As agoas do Maranhão são incorruptiveis, e muito melhores do que as da Europa, como tive occasião de verificar por espaço de dez semanas na viagem do meo regresso: eis a razão: quanto mais sugeito está um corpo á transformação e mudanças de qualidade, mais susceptivel se torna de ser corrompido e mau por causa das alterações, que soffre, ora as agoas do Maranhão achando-se sempre no mesmo estado, são por tanto incorruptiveis e optimas. As agoas da Europa são pelo contrario ora quentes, ora frias, e por conseguinte corrompidas e más.
Não são frias como as da Europa as fontes do Maranhão, porque sendo baixas as terras do Brazil não póde operar-se a anteperistase em suas entranhas, especialmente pela proximidade do sól, que penetra muito bem e com todo o vigor na terra, que é arenosa e mui susceptivel de calor.

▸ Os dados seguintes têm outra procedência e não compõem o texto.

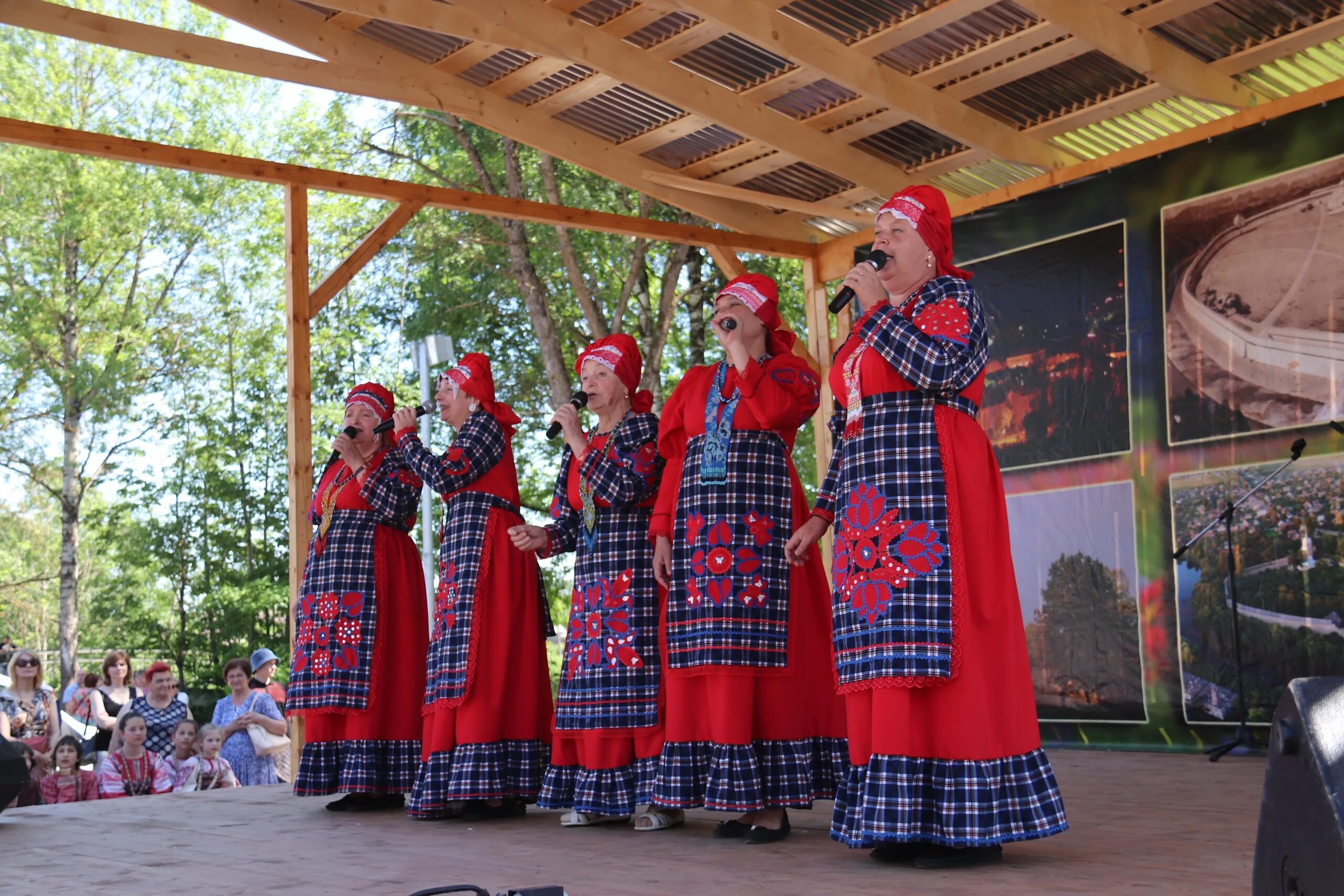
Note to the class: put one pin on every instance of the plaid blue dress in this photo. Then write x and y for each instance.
(612, 671)
(928, 633)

As agoas da Europa são frias no Estio por causa da grande anteperistase das terras, d’onde cahem as agoas, que são altas, muitas vezes fortes e densas, e por isso resistem ao sol.

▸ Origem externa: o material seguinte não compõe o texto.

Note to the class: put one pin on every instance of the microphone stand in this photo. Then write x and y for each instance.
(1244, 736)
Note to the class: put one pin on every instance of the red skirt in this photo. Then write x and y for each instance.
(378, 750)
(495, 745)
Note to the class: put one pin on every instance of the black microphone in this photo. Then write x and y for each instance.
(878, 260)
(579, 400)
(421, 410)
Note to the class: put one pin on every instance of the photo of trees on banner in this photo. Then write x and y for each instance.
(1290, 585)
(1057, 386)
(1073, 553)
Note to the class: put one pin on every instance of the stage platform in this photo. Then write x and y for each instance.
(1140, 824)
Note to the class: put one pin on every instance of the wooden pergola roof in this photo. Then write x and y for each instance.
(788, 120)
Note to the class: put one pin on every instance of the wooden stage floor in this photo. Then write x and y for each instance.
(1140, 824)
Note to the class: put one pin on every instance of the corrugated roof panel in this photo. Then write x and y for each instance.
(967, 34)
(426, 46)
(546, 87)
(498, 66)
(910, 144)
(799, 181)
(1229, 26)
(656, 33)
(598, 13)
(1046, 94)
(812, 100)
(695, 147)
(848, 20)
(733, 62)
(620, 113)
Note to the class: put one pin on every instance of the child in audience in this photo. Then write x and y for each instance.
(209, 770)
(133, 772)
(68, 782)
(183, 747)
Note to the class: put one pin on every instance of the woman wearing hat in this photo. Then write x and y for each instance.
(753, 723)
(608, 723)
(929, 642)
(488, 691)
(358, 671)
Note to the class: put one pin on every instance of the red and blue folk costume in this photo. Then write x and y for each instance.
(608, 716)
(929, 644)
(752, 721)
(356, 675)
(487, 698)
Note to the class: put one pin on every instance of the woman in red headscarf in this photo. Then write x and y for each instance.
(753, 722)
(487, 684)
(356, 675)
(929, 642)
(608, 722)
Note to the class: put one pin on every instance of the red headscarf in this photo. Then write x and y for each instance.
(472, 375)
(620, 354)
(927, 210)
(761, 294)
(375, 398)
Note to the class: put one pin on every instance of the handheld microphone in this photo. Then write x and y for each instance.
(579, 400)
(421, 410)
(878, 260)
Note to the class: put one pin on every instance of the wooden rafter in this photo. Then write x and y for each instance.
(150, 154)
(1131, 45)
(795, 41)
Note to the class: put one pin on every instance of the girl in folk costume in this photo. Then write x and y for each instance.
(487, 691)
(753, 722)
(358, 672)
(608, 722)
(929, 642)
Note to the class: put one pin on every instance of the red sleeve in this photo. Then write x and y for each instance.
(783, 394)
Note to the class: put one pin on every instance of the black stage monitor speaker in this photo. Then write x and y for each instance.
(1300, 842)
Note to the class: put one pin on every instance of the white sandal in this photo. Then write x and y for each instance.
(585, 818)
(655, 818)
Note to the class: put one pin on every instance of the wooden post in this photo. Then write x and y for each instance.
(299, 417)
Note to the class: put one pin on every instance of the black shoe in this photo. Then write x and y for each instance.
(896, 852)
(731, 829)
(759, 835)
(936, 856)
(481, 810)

Conservam as fontes do Brazil sempre a mesma temperatura, porque o sol derrama-se igualmente por cima d’ellas, que nada tem, que lhes possa imprimir alguma qualidade fria.
Entre as fontes do Maranhão umas são melhores do que outras, e tem até côres diversas: a que nasce da terra é diversa em gosto e côr, porque sendo a terra baixa, e havendo muitas arvores, umas com bom gosto e outras com mau, estendem por ahi suas raizes, e d’ellas os olhos d’agoa, ou os veios das fontes recebem qualidade boa ou má, tanto da terra como das arvores.
Notei n’estas fontes o seccarem umas em setembro, e outras minguarem muito, porque sendo o terreno do Maranhão quente, secco, e arenoso consome facilmente as agoas das chuvas, que por elle corre, e que serve de alimento ás ditas fontes: achando-se pois os mezes de setembro, outubro, novembro e dezembro muito longe das chuvas, é natural, que ás fontes aconteça o que já dissemos.
Quem quizer beber agoa muito fria, deve expol-a ao sereno, e na manhã seguinte está tão fria como gêlo, o que não lhe succederá se n’essa hora for buscal-a á fonte, porque sendo as noites em Maranhão muito frias, ellas tem muito mais força sobre uma porção d’agoa guardada n’uma vasilha, cercada de ar por todos os lados, do que sobre agoas sempre em movimento pela corrente, contidas em leitos baixos, cobertas e sombrias por todos os lados, e tendo a superficie apenas á vista.
Facilmente observa-se isto na Europa, durante o inverno, nas fontes e poços situados em lugares retirados e sombrios, pois nunca suas agoas se gelam, ou pelo menos se esfriam.